Deut­sches Recht ist schon beson­ders

von Sabine OlschnerLesedauer: 4 Minuten
Während des Jurastudiums ins Ausland zu gehen, ist ein wenig komplizierter als bei anderen Fächern – schließlich wird jenseits der Grenzen kein deutsches Recht gelehrt. Wer sich etwas anrechnen lassen will, muss sich meist einschränken.

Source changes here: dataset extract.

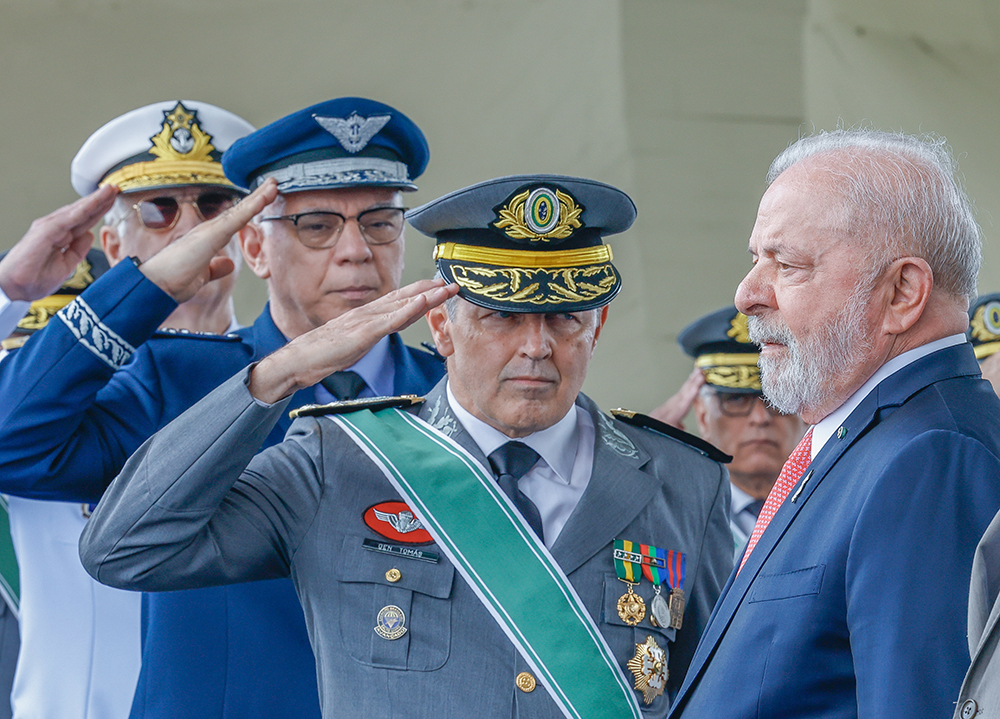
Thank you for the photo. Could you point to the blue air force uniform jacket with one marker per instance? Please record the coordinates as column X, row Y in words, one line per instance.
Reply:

Die meisten deutschen Jurastudenten und Rechtswissenschaftler wählen für ein Auslandssemester die Länder Österreich oder Frankreich. Laut dem Statistischem Bundesamt waren im Jahr 2013 (aktuellste Zahlen) jeweils rund 1.200 Jurastudenten in einem der beiden Länder an einer juristischen Fakultät eingeschrieben. Das Vereinigte Königreich, die Schweiz und die Niederlande waren zum Beispiel jeweils für nur gut 300 bis 600 deutsche Jurastudenten interessant. Insgesamt studierten 2013 rund 4.400 deutsche Jurastudenten im Ausland. Bei knapp 130.000 an deutschen den deutschen Hochschulen, die die Rechtswissenschaften als Studiengang anbieten, ist das ein sehr kleiner Anteil. "Das größte Problem ist, sich die ausländischen Studienleistungen auf das deutsche Jurastudium anrechnen zu lassen", weiß Carmelo Nucera, wissenschaftlicher Mitarbeiter am Zentrum für Internationale Beziehungen der juristischen Fakultät der Universität zu Köln. "Ob eine Leistung auf dem Weg zum Staatsexamen hierzulande anrechenbar ist, hängt von den jeweiligen Prüfungsordnungen der ausländischen Universitäten ab. Meistens geht das deshalb nur bei Grundlagenfächern wie Rechtsgeschichte oder -philosophie, bei Vorlesungen im Europa-, im Völkerrecht und im internationalen Privatrecht."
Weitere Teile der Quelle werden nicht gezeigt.